As Jerry exited his truck, he held under his arm a brown paper grocery bag. His long stride headed towards me instead of his house across the street.
As he approached, he called my name.
“Isaac,” his low and gentle voice called, “I have something for you.”
He handed me the brown paper bag.
Inside, a green towel was wrapped gently around 8 medium sized olive-colored eggs.
“These are pheasant eggs,” he continued, “and they need to be cared for.”
“Isaac, I know that you will do a good job at taking care of them.”
I looked in the sack as Jerry walked back across the street and into his house.
“How do you hatch pheasant eggs?”, I wondered as I entered my parent’s house.

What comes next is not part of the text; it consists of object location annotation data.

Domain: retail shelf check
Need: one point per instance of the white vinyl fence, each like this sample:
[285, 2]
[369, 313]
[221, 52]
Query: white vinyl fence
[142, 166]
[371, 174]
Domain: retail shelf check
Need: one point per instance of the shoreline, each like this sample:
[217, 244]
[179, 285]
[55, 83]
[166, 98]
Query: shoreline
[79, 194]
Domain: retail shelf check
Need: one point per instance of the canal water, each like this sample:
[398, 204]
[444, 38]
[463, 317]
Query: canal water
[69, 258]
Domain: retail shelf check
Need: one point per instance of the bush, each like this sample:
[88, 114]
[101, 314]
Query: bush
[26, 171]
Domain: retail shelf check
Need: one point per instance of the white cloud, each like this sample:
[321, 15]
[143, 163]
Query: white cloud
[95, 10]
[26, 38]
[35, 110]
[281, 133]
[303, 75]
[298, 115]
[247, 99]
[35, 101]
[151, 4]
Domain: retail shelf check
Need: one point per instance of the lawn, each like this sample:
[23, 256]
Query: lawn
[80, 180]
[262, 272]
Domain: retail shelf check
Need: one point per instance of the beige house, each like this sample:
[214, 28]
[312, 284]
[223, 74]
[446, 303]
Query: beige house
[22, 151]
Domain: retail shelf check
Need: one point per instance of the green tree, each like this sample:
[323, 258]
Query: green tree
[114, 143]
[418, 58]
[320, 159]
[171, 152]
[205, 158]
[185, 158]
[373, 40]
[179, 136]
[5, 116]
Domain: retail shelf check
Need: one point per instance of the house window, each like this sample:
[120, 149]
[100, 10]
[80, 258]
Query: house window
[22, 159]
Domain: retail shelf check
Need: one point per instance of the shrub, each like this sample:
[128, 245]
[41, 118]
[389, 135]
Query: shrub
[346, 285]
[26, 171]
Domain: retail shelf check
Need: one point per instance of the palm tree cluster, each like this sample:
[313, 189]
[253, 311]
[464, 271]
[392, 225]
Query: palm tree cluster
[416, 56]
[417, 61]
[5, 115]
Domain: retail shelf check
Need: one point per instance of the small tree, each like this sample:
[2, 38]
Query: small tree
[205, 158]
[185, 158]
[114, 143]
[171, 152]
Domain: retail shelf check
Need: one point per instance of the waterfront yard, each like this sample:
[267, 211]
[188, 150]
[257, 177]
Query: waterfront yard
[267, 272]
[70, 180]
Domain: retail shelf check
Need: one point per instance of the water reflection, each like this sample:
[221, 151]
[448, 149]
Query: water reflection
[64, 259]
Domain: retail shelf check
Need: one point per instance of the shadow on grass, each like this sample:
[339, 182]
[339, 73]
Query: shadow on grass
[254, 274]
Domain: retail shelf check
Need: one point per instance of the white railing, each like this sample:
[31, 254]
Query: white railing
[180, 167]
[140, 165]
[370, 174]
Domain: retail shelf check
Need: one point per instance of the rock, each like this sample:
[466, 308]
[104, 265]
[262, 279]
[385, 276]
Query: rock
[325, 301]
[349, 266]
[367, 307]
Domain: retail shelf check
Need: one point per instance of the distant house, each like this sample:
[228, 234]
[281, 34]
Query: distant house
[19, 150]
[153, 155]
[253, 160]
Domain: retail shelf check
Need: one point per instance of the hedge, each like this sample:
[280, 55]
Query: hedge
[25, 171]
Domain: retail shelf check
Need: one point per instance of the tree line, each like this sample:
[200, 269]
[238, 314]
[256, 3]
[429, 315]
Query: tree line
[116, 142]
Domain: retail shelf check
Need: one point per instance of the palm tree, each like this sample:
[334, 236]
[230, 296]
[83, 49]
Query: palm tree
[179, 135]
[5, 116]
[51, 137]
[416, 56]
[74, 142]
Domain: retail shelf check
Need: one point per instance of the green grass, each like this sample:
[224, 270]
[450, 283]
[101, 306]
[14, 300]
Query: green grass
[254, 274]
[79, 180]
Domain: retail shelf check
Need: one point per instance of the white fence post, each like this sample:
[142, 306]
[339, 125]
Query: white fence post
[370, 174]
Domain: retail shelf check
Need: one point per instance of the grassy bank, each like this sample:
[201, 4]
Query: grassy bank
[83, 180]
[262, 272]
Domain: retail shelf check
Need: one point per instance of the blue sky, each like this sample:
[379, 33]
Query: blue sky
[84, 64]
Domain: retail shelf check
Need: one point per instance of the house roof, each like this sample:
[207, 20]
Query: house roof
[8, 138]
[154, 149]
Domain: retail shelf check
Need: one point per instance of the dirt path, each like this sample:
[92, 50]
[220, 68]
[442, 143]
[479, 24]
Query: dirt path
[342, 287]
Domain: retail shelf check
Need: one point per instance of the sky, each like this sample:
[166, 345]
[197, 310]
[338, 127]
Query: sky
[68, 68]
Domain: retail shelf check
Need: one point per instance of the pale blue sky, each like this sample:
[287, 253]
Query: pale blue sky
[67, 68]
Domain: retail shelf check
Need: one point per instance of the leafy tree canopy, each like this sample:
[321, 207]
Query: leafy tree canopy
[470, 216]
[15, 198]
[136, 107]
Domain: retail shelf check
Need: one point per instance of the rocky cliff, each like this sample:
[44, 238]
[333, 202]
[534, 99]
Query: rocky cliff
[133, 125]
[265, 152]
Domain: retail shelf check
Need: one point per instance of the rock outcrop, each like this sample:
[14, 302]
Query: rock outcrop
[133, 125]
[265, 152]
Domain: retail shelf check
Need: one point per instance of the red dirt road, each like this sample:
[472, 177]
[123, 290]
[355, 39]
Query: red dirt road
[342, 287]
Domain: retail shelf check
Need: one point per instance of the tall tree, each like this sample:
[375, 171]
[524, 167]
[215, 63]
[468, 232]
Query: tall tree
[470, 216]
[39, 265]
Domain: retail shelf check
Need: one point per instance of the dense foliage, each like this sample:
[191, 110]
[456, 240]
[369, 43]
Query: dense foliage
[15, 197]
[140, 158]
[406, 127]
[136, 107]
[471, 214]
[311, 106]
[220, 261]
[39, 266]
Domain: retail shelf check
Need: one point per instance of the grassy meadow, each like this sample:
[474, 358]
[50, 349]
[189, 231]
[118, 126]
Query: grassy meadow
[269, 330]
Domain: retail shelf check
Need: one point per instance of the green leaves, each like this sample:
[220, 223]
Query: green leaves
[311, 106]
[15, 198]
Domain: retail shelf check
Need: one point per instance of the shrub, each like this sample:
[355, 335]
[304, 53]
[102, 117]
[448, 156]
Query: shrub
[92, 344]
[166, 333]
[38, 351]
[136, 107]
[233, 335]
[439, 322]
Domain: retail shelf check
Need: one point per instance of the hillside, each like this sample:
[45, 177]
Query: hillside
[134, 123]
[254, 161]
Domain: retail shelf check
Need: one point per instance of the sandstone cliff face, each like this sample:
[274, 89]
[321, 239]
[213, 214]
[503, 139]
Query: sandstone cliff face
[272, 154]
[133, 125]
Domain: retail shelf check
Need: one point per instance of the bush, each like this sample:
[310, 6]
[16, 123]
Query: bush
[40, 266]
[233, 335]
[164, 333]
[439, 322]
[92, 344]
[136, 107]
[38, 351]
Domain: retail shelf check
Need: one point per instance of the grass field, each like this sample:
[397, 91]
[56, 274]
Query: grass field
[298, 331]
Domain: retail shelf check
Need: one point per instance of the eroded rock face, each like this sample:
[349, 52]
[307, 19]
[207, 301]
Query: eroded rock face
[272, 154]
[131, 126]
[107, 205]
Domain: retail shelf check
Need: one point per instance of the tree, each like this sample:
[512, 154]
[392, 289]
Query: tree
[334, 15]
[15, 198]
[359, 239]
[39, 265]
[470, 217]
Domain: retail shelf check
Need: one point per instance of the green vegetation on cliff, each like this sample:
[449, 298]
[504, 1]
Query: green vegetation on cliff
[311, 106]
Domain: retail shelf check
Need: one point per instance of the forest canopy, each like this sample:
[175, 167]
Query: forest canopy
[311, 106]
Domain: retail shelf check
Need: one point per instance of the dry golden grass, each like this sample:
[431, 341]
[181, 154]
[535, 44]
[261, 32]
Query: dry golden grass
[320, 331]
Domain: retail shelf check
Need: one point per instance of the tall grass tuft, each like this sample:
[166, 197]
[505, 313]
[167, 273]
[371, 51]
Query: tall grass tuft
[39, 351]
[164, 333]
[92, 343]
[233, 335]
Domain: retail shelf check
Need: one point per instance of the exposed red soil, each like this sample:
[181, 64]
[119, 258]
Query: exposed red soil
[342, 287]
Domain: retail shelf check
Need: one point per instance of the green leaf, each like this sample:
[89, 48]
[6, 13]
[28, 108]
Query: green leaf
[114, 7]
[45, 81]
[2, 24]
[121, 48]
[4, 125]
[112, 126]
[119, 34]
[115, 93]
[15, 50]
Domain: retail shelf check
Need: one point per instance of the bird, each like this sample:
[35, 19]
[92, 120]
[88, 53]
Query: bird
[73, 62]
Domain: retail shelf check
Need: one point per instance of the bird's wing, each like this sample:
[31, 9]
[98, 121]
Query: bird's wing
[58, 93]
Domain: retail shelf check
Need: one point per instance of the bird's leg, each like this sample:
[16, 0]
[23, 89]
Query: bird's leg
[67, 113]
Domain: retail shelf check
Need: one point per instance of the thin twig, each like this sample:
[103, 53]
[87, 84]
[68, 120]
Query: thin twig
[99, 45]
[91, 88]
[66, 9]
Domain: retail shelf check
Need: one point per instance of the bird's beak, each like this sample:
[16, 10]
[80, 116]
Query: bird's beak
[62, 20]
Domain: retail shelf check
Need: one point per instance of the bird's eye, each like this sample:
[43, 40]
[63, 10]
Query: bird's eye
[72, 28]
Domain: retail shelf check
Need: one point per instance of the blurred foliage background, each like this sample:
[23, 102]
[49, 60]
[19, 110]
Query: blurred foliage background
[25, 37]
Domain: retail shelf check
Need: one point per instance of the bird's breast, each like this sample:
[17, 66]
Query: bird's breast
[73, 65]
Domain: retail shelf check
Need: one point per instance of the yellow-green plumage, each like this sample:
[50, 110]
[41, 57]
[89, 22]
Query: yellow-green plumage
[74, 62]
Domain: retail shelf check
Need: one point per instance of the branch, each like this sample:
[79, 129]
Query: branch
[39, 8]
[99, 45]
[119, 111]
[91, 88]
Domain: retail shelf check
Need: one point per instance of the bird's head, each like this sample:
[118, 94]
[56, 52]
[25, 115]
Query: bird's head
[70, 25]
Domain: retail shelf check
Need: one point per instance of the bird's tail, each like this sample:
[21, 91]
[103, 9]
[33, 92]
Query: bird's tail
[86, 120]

My incubator was nothing special, just a Styrofoam box with a small heater inside. Knowing that peasant eggs incubate for 23 days, I set the temperature and humidity and carefully laid the eggs inside.
I faithfully turned the eggs three times a day for three weeks.
Somehow, the incubation was successful, and the eggs all hatched out. The tan chicks had dark brown stripes that ran parallel along their backs.
I was overjoyed when I told my uncle Jerry about my accomplishment.
“Uncle Jerry,” I exclaimed, “I did it! The eggs hatched!”
“That is great!”, he responded, “Isaac, I knew you could do it.”
His response and validation filled my system with light and my soul with joy.
The world with all of its power and wisdom, with all the gilded glory and show, its libraries and evidence, shrink into complete insignificance when compared to the simple lesson of the fragility and value of life that my uncle Jerry taught me that warm summer evening.
Over the years, uncle Jerry often repeated this encouragement as I navigated the brambles and thorns of life. When I graduated high school, then college and eventually veterinary school, his reassurance illuminated my understanding of my potential and his unwavering love and support. He gently counseled me, “Isaac, find your passion. Cultivate it. Work hard and be the best that you can be. And then share it with the world.”
There are days that change the times and there is a time to say goodbye. My sweet uncle Jerry passed away in late 2016. His loss left a tear in the eye and a hole in the heart of all my family members.
There is a place beyond the clouds, in the cinnamon sky to the west of Castle Dale, where a precious angel resides.
Somethings never change. Yet, there are things that change us all. This experience changed me.
My uncle Jerry’s lesson, from long ago, was not lost on me.
Each and every day, I remember the immense value of life, as I attend to my four-legged patients.
As lives are saved and others are lost, I remember how important it is for someone to take initiative and to tend to the responsibility to care for the helpless and to speak for those without a voice.
This is a lesson my dear uncle Jerry so effectively showed me how to apply and live, and it is a responsibility I take most sacredly.
And that is my take.
N. Isaac Bott, DVM
One thought on “The Fragility of Life”
That’s a beautiful tribute, thanks for sharing it.